Proroga dell’esenzione dal contributo ambientale
Il governo ha prorogato fino al 1° giugno l’esenzione dal pagamento del contributo ambientale per l’inquinamento atmosferico causato dalle emissioni di anidride carbonica per benzina, diesel e gasolio da riscaldamento. Per altri prodotti energetici, come cherosene, gas naturale liquefatto, gas di petrolio liquefatto e altri carburanti, il contributo resta pari a 30,85 euro, ha comunicato l’Ufficio governativo per la comunicazione.
Il governo spiega che l’obiettivo della misura di esenzione dal contributo ambientale è attenuare le conseguenze della crisi energetica e limitare i prezzi dei carburanti e dei combustibili per il riscaldamento.
“Con la riduzione temporanea del contributo ambientale il governo intende ridurre la pressione sulle famiglie e sulle imprese e attenuare gli effetti inflazionistici.
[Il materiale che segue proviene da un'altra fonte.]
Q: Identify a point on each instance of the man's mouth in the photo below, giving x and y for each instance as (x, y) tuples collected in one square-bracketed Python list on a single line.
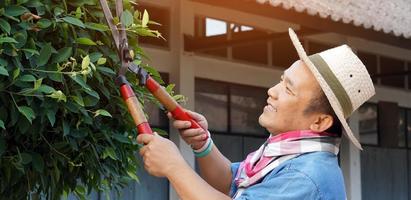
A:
[(270, 108)]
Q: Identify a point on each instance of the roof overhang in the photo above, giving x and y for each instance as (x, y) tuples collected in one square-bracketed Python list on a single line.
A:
[(316, 21)]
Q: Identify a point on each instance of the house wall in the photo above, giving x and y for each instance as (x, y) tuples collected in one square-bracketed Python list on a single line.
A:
[(183, 67)]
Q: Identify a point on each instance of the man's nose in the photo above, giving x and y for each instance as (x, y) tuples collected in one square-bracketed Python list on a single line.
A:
[(273, 92)]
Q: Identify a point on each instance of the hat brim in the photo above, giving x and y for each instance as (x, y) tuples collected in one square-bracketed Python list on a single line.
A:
[(325, 87)]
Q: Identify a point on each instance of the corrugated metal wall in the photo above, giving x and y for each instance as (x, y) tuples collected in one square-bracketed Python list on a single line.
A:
[(384, 174)]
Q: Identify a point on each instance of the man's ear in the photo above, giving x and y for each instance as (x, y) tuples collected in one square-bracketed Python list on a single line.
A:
[(322, 123)]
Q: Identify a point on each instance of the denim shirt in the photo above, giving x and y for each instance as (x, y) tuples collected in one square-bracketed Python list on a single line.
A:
[(309, 176)]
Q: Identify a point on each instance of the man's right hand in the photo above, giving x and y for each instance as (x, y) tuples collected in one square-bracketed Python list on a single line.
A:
[(196, 138)]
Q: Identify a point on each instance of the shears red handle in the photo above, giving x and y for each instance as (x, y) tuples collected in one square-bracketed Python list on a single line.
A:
[(168, 102)]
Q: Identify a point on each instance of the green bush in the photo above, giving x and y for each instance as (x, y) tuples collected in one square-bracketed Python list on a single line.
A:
[(63, 125)]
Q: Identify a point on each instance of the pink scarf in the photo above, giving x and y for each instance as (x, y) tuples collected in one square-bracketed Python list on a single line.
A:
[(278, 149)]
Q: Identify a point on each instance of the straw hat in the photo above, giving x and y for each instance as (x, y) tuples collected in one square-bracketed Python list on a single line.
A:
[(343, 78)]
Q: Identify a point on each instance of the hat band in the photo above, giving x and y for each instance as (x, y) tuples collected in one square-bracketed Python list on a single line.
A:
[(333, 82)]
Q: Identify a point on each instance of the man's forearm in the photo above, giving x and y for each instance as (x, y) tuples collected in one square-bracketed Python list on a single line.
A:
[(189, 186), (215, 168)]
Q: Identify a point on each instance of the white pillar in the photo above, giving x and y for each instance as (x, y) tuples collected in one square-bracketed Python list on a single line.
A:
[(351, 162), (182, 71)]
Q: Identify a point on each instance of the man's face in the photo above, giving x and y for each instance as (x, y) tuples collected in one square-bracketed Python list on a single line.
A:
[(288, 99)]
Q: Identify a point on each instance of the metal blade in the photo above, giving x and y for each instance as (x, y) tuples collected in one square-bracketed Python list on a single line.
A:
[(110, 21)]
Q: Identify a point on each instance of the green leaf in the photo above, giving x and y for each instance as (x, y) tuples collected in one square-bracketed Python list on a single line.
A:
[(59, 95), (15, 10), (27, 78), (97, 27), (58, 11), (3, 146), (43, 23), (109, 152), (78, 13), (95, 56), (3, 71), (3, 62), (45, 54), (46, 89), (85, 41), (7, 40), (127, 18), (31, 51), (38, 162), (2, 124), (37, 84), (101, 61), (133, 175), (79, 100), (25, 158), (160, 131), (102, 112), (27, 112), (51, 115), (5, 26), (16, 73), (66, 128), (121, 138), (81, 82), (106, 70), (85, 63), (62, 55), (73, 21), (80, 190), (145, 19)]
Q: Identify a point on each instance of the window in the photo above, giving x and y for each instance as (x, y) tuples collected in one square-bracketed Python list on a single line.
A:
[(284, 53), (370, 62), (402, 128), (392, 72), (368, 124), (215, 27), (246, 105), (157, 117), (232, 112), (254, 52), (408, 127), (211, 100), (409, 75)]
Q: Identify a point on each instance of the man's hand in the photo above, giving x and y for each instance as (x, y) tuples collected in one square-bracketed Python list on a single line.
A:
[(161, 156), (193, 137)]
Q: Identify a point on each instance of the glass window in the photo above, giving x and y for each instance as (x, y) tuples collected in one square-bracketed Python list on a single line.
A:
[(370, 61), (157, 117), (211, 100), (246, 104), (284, 53), (408, 125), (230, 146), (215, 27), (392, 72), (255, 52), (368, 124), (402, 128)]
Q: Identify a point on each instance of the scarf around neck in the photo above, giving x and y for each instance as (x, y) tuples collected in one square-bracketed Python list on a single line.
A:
[(278, 149)]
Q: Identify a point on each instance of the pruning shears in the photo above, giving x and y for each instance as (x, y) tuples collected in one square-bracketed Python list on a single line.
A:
[(134, 107)]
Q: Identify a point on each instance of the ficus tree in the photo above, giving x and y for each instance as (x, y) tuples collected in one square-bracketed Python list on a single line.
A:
[(63, 125)]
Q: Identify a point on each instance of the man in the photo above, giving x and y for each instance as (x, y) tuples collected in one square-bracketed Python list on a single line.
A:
[(304, 114)]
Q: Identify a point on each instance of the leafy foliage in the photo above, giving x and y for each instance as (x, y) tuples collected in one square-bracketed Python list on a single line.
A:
[(63, 126)]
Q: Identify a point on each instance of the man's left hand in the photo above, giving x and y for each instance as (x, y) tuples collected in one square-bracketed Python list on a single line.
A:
[(161, 156)]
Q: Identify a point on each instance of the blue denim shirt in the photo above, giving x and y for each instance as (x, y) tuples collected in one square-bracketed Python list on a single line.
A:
[(308, 176)]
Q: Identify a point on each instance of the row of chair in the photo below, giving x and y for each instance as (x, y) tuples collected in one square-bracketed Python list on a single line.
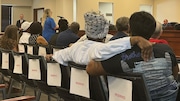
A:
[(59, 81)]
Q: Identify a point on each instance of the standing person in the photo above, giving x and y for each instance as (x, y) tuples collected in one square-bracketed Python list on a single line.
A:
[(157, 33), (160, 72), (49, 25), (36, 38), (9, 40), (96, 29), (122, 26), (20, 21), (166, 24), (68, 36), (63, 25)]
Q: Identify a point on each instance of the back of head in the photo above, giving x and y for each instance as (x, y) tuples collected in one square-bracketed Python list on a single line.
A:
[(47, 13), (10, 38), (11, 32), (63, 24), (35, 28), (122, 24), (25, 25), (96, 26), (142, 24), (74, 27), (158, 31)]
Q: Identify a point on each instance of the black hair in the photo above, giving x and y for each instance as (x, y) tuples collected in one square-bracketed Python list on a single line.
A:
[(63, 24), (36, 28), (142, 24)]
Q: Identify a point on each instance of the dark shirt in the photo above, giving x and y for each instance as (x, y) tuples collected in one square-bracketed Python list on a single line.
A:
[(118, 35), (157, 72), (66, 37), (53, 39)]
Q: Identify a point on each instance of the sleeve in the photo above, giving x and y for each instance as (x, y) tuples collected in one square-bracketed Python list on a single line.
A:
[(41, 40), (112, 65), (104, 51), (62, 56)]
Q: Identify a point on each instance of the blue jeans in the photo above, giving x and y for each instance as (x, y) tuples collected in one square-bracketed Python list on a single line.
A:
[(171, 97)]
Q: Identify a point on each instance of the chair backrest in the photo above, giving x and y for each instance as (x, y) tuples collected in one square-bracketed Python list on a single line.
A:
[(32, 49), (22, 47), (6, 59), (139, 86), (20, 63), (97, 92), (37, 67)]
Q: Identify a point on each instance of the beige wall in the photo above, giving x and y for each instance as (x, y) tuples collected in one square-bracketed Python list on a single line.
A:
[(121, 7), (167, 9), (19, 7)]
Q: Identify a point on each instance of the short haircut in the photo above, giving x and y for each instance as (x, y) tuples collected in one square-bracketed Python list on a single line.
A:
[(157, 31), (122, 23), (142, 24), (75, 27), (63, 24), (36, 28)]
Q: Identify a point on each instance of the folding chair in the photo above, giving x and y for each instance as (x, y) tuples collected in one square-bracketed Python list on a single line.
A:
[(43, 50), (96, 91), (64, 74), (6, 58), (22, 47), (139, 86), (38, 74), (55, 48), (32, 49)]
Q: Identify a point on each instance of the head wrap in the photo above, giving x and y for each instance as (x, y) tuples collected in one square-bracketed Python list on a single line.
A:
[(96, 26)]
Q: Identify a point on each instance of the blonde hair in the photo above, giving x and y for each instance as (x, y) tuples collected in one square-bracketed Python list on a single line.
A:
[(10, 38), (47, 13)]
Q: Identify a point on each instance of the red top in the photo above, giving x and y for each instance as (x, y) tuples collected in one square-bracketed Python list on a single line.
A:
[(158, 40)]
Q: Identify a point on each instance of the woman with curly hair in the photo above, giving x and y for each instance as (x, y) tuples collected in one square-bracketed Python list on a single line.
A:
[(49, 25), (9, 40)]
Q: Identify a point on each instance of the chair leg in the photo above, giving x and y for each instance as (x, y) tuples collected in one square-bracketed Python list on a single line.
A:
[(10, 88), (24, 88), (49, 98), (3, 90), (38, 96)]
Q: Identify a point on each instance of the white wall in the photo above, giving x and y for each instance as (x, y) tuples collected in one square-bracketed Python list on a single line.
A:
[(0, 16)]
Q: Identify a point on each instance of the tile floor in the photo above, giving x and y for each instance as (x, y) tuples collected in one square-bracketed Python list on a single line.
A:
[(30, 91)]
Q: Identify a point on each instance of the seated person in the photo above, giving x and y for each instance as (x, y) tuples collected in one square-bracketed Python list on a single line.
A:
[(166, 25), (36, 37), (68, 36), (122, 25), (63, 25), (96, 29), (157, 33), (160, 72), (25, 32)]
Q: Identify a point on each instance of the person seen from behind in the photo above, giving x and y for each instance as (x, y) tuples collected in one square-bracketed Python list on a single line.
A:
[(160, 72)]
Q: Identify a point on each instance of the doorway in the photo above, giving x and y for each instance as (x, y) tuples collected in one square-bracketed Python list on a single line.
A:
[(38, 14), (106, 8)]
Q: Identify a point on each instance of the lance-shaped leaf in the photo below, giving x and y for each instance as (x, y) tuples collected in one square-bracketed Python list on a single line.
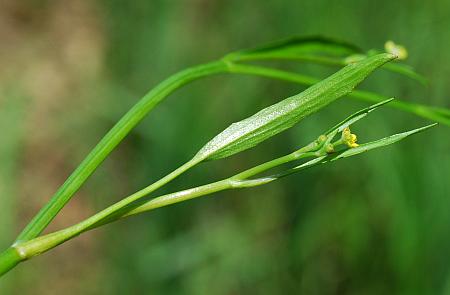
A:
[(284, 114), (296, 48)]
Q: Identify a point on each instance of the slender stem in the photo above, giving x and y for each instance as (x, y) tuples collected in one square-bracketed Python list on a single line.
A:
[(8, 260), (110, 141), (44, 243)]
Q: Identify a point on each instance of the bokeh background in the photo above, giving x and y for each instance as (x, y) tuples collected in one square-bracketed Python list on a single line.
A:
[(374, 224)]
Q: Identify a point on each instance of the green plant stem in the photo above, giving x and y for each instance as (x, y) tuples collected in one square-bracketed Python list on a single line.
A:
[(44, 243), (41, 244), (8, 260), (150, 100), (440, 115), (110, 141)]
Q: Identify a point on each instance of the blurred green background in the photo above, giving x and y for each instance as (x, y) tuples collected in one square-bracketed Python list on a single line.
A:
[(374, 224)]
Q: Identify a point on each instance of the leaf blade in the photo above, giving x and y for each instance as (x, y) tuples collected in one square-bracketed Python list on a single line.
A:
[(276, 118)]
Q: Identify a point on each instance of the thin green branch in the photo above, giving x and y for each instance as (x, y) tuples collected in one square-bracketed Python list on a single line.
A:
[(110, 141)]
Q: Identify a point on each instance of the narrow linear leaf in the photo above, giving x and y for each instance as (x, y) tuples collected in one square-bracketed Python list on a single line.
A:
[(286, 113), (352, 151), (357, 116), (296, 47), (377, 144), (438, 114)]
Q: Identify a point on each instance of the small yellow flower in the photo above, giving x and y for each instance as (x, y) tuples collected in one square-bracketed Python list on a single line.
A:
[(396, 49), (348, 138)]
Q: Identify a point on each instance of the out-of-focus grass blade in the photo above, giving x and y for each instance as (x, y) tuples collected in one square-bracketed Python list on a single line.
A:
[(406, 70), (306, 48), (284, 114)]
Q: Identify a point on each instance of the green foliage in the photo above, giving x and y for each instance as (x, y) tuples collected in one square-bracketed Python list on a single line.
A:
[(283, 115), (238, 137)]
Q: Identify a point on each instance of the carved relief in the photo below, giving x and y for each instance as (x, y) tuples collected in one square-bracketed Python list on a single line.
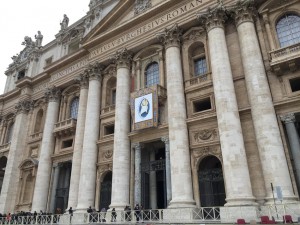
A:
[(201, 153), (205, 135), (243, 11), (122, 58), (141, 6), (53, 94), (23, 106), (213, 17), (170, 36)]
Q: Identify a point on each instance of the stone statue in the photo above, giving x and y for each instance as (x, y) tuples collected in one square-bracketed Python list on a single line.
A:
[(64, 23), (28, 42), (39, 39)]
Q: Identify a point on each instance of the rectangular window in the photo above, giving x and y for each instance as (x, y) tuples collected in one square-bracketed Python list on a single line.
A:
[(67, 143), (201, 105), (109, 129), (295, 84), (113, 97), (200, 67), (48, 61)]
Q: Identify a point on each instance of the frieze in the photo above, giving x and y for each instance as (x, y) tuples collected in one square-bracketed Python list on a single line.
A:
[(147, 27), (205, 135)]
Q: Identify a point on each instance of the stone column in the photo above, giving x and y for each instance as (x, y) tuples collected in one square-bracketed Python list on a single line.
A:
[(87, 182), (168, 168), (289, 121), (269, 32), (121, 155), (41, 189), (161, 69), (235, 166), (265, 123), (55, 172), (78, 144), (182, 195), (138, 74), (137, 175), (152, 183), (12, 171)]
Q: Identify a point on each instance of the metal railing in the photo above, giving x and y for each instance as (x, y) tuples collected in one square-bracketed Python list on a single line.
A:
[(182, 215)]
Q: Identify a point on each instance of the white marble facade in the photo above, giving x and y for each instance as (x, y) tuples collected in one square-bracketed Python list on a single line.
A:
[(228, 92)]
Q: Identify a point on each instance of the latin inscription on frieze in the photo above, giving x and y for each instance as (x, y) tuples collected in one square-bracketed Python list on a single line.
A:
[(148, 27)]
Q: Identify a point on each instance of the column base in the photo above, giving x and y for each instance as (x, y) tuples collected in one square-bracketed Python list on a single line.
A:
[(181, 204), (286, 200), (231, 214), (246, 201)]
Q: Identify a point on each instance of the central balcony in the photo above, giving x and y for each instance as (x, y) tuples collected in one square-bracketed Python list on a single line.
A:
[(65, 128)]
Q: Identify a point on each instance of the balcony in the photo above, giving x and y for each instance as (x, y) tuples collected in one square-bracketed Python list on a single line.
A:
[(108, 109), (197, 81), (286, 58), (65, 128)]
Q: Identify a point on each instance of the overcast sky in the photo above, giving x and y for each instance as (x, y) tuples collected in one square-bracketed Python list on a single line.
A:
[(24, 18)]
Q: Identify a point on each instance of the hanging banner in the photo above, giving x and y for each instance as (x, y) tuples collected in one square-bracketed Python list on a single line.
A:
[(144, 108)]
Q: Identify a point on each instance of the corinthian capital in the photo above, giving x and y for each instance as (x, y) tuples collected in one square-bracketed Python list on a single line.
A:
[(171, 36), (213, 18), (52, 94), (243, 11), (23, 106), (288, 118), (82, 80), (94, 71), (122, 58)]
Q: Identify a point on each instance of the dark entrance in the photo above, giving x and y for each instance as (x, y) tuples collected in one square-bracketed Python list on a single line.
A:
[(157, 167), (105, 193), (62, 189), (211, 182), (3, 161)]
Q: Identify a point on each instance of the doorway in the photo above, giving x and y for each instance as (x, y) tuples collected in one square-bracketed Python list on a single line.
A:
[(211, 182)]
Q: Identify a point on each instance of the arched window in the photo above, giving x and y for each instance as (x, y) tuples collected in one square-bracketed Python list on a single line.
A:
[(74, 108), (152, 74), (288, 30), (9, 133)]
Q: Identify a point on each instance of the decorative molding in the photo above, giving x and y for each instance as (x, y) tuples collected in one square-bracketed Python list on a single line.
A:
[(53, 94), (288, 118), (170, 37), (141, 6), (122, 58), (213, 18), (82, 80), (205, 135), (201, 153), (94, 71), (243, 11), (24, 106)]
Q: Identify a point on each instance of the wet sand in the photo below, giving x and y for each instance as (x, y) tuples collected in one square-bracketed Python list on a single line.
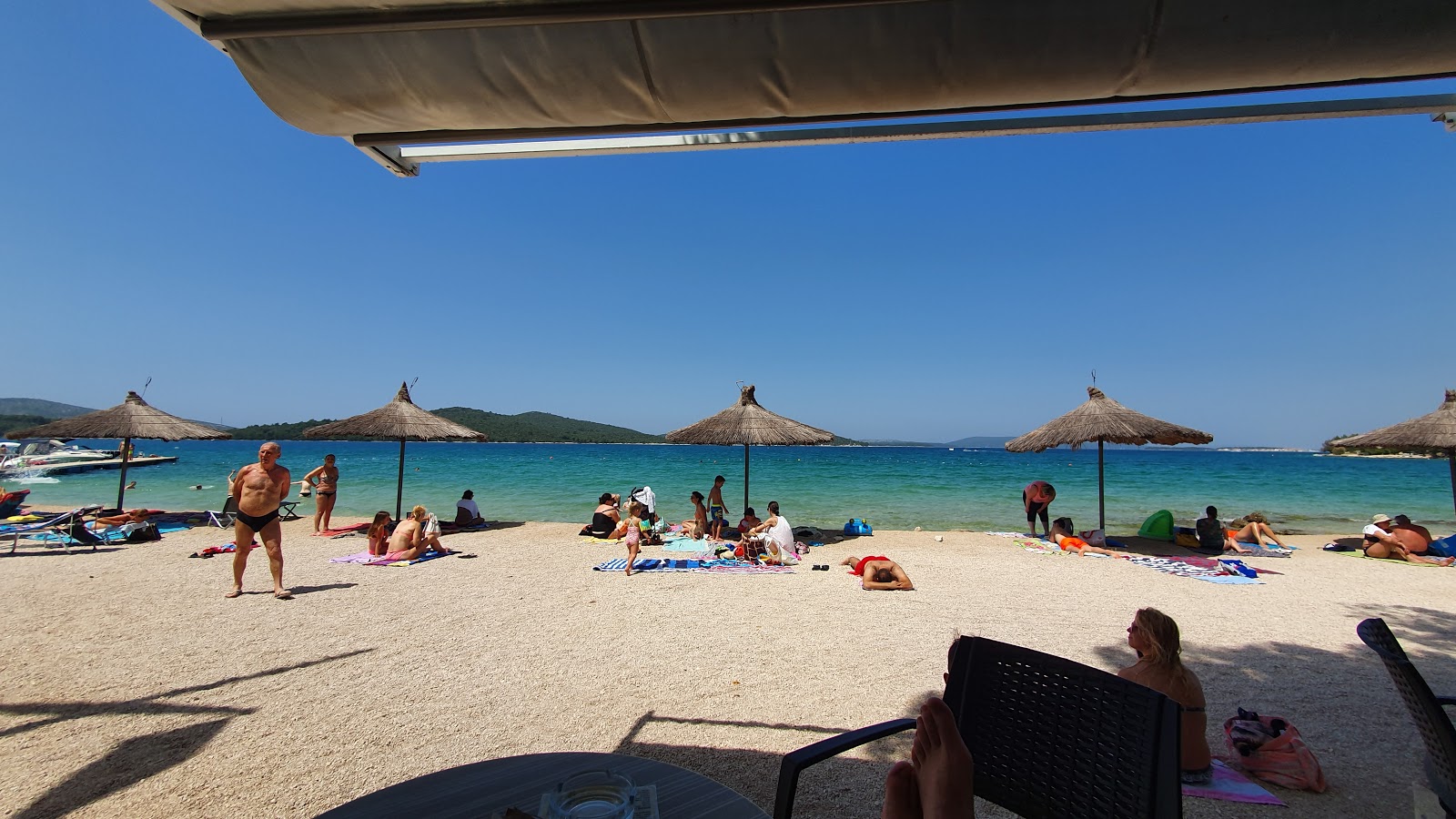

La misura contribuirà a un aumento più lento dei prezzi dei carburanti, con effetti positivi sulla situazione sociale della popolazione, in particolare dei gruppi vulnerabili, nonché sull’attività economica”, ha dichiarato il governo.
Secondo le stime, a causa di questa misura le entrate del bilancio statale saranno inferiori di circa 15 milioni di euro, “ma si tratta di una misura d’intervento necessaria per proteggere i consumatori dalle conseguenze negative degli elevati prezzi dell’energia”, ha aggiunto il governo.
Il governo sottolinea inoltre che si tratta di una misura temporanea che non modifica gli obiettivi a lungo termine della politica climatica. “Nel breve periodo può ridurre gli incentivi all’utilizzo di tecnologie più ecologiche, ma il suo obiettivo è la stabilizzazione a breve termine della situazione durante il periodo di incertezza energetica”, spiega il governo.
Senza esenzione i prezzi sarebbero molto più alti
Se i prezzi non fossero regolamentati e non fosse stata introdotta l’esenzione dal contributo ambientale, secondo le stime del ministero, per un litro di benzina a 95 ottani bisognerebbe pagare circa 1,849 euro, per un litro di diesel circa 1,917 euro e per un litro di gasolio da riscaldamento circa 1,585 euro.
I margini dei commercianti, conformemente al decreto governativo sulla formazione dei prezzi di determinati prodotti petroliferi, sono limitati e possono ammontare al massimo a 0,0994 euro per litro di benzina a 95 ottani, a 0,0983 euro per litro di diesel e a 0,08 euro per litro di gasolio da riscaldamento.
I prezzi di questi prodotti petroliferi presso le stazioni di servizio fuori dalle autostrade e superstrade continueranno a essere calcolati secondo una metodologia basata sull’andamento dei prezzi dei prodotti petroliferi sul mercato mondiale e sul tasso di cambio tra dollaro ed euro. Il calcolo si basa sulle medie dei prezzi di sette giorni e viene aggiornato ogni settimana. In precedenza l’adeguamento avveniva ogni due settimane.
Dal 20 marzo i commercianti possono determinare liberamente i prezzi dei carburanti sulle autostrade e superstrade.